In humans, the hormone causes “ghrelin” craving, with pigeons and quail it causes the opposite and probably reduces their feast for eating. Singing birds such as garden terraced mosquitoes do not use Ghrelin as a saddle or appetite.
Evolution has given its building instructions to disappear from his genetic material, reports Viennese researchers in the specialist magazine ‘Royal Society Open Science’. The loss can make singing birds easier to get a lot of fat for a bird train.
A team led by Leonida Fusani of the Konrad Lorenz Institute for Comparative Behavioral Research (KLIVV) of Veterinary University of Vienna investigated the genetic material of gardenrasmuggen (Sylvia Borin).
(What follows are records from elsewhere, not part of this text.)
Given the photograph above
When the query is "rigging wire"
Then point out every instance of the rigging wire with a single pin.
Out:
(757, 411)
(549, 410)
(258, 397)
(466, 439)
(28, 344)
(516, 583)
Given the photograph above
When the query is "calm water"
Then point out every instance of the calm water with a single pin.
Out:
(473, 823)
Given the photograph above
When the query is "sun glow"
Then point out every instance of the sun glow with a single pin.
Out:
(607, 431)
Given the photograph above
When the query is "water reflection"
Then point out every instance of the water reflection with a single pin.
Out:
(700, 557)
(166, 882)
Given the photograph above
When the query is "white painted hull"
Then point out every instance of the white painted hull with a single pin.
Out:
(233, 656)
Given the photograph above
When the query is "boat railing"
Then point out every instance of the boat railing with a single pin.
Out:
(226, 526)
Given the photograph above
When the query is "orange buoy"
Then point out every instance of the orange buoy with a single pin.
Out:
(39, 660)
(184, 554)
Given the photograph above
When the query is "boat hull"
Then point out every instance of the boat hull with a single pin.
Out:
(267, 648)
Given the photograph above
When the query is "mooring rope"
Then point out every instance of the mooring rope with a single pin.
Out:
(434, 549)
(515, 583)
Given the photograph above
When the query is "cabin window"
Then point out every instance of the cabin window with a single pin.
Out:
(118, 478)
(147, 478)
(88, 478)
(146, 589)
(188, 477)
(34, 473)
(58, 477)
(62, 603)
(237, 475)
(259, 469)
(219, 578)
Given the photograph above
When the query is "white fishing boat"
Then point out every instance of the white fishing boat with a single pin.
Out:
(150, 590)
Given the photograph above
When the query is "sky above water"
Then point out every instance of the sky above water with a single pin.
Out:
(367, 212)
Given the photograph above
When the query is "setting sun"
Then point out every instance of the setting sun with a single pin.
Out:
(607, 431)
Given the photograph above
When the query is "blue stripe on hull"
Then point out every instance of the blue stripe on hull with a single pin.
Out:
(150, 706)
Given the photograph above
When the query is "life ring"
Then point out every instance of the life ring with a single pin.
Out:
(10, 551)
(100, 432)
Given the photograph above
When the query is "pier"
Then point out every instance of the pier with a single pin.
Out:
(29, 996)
Genes “removed” in the course of evolution
According to their own statements, the researchers were “surprised” in order not to be able to find a template – no gene – for the hormone ghrelin. Subsequent tests “using all available sources and research methods” for other bird species showed that songbirds generally have no ghreline legs. The greatest “subordination” of the birds, which includes almost two -thirds of their species, has clearly removed evolution.
- The loss of this hormone, which apparently transfers a sense of saturation for other birds, probably enables some songbirds to eat “huge quantities” of fat for a bird train. Sperling -birds would, for example, double their body weight.
- “Such research understands better how birds succeed in controlling their body fat can be very useful for people to tackle frequent health problems such as obesity and eating disorders,” the researchers said.